Además de las galerías de sujetos reincidentes, que eran públicas y se presentaban a la comunidad, hacia fin de siglo crecían los registros reservados únicamente para los ojos del personal policial. Las “Galerías Reservadas”, con individuos imputados por un único delito, también incluía retratos de frente y perfil. Desde 1892 existía también un archivo especial con imágenes dedicado a “mujeres delincuentes”.

En el Museo de la Policía Federal se destacan dos tomos que sobrevivieron al paso del tiempo. Una “Galería de Sospechosos” de 1898, con fichas y fotografías de frente y perfil, en la que se consigna a los retratados como rufianes, mayoritariamente inmigrantes de origen judío. Otra, la “Galería de Expulsados” de 1902, que con la Ley de Residencia 4144, pensada para reprimir al movimiento obrero, inmortalizaba a unos cincuenta inmigrantes anarquistas, que fueron deportados sin juicio previo.
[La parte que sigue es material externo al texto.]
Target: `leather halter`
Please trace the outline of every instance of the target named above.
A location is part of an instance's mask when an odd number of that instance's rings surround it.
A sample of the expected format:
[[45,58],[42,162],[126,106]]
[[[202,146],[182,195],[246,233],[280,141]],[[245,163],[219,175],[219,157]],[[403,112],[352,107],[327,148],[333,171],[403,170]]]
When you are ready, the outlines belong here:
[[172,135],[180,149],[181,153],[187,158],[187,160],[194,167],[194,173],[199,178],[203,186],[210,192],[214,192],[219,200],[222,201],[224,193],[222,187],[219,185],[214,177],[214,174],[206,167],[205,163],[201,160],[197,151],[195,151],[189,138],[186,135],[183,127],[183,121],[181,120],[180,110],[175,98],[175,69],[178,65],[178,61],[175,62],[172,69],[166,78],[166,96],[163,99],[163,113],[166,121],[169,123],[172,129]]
Hasta 1901 la Oficina Antropométrica produjo más de 27 mil imágenes. El número da una idea de la circulación social que tenían esas fotografías en la ciudad. Tal vez por eso, en la última década del siglo XIX y hasta los primeros años del siglo XX, las políticas policiales de identificación comenzaron a despertar resistencias. La inclusión en los registros, a veces incluso cuando los imputados habían sido sobreseídos en la justicia, suponían un estigma imposible de quitar.

 

La huella en la imagen

 

Un documental histórico

La serie documental “La huella en la imagen” sigue el camino de la fotografía, como incipiente disciplina, a lo largo del siglo XIX. Escrita y dirigida por Darío Schvarzstein, con la producción de Wanka Cine, tiene 8 episodios de media hora, en los que acompaña a fotógrafos, coleccionistas e investigadores a revisar archivos e imágenes, que hablan de la historia del país; al mismo tiempo que detallan los capítulos de un arte, que se transformó desde el daguerrotipo hasta la copia en papel.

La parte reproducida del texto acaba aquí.